Dio un paso hacia el salón que sonó como un susurro en mitad de la noche, como una disculpa a media voz. Dio un segundo paso que se perdió en mitad del silencio y nadie llegaría a encontrar jamás. Dio el tercer paso cuando atisbó con cierta indiferencia como el cañón de la pistola le apuntaba de frente. Era su pistola.
Ella se mantenía a una distancia prudencial de él, con las manos blancas y trémulas por la presión con que sostenía el arma. Brillaban rastros de lágrimas en las comisuras de sus ojos y preguntas mudas en su expresión torturada.
(¿Por qué?)
Él la contempló en inocente apatía mientras se daba cuenta con más intensidad que nunca de lo perfecta que era.
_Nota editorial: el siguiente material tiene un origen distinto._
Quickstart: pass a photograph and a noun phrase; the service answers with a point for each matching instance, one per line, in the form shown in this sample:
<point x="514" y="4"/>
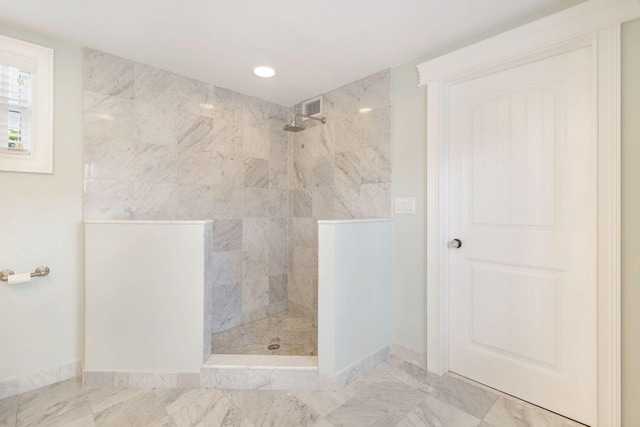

Del precioso modo como la belleza parecía latir con vida propia en cada porción de su piel. Una belleza real y dura en su realidad, una belleza destrozada por la certeza de no saberse la única.
(¿Por qué?)
Ella le apuntó durante dos, tres, cinco minutos sin mover un músculo. El gatillo era pequeño y sumiso a los acontecimientos, no iba a ser difícil apretarlo. El hombre se preguntó por qué aún no lo había hecho, que tipo de sentido tenía la espera.
Y sin embargo, lo tenía.
Ella pareció perder la fuerza paulatinamente en los brazos y en los dedos pálidos. Los codos se doblaron y los brazos cayeron, una mano se deshizo suavemente del tacto del metal. La otra siguió ahí, sosteniendo el arma en el vacío, pero ni siquiera parecía tener ánimos para eso. Las yemas de los dedos apenas parecían sujetar la pistola conscientemente a un lado de su cuerpo.
Entonces ella elevó la mirada y él pudo ver que no lo haría.
En cambio, no llegó a ver qué la movió a avanzar el escaso paso que les separaba casi con timidez. No vio el motivo, no vio el sentido, pero ella le tomó con suavidad la mano curtida y depositó el arma cargada sobre su palma como una ofrenda inquietante.
Los ojos nublados de la mujer ascendieron hasta los de él y de pronto el hombre se sintió estúpido sosteniendo aquel trozo de metal. Si ella no había podido disparar, ¿cómo se suponía que debía sujetar él ahora la pistola…?
Y la respuesta vino a su mente como si de una evidencia se tratara.
(Nunca iba a negarse a ninguno de sus caprichos, por muchos años que pasasen, por muchas otras que existieran en su vida. Y él sabía que esa vez también accedería complacientemente, porque al fin y al cabo era ella y la quería).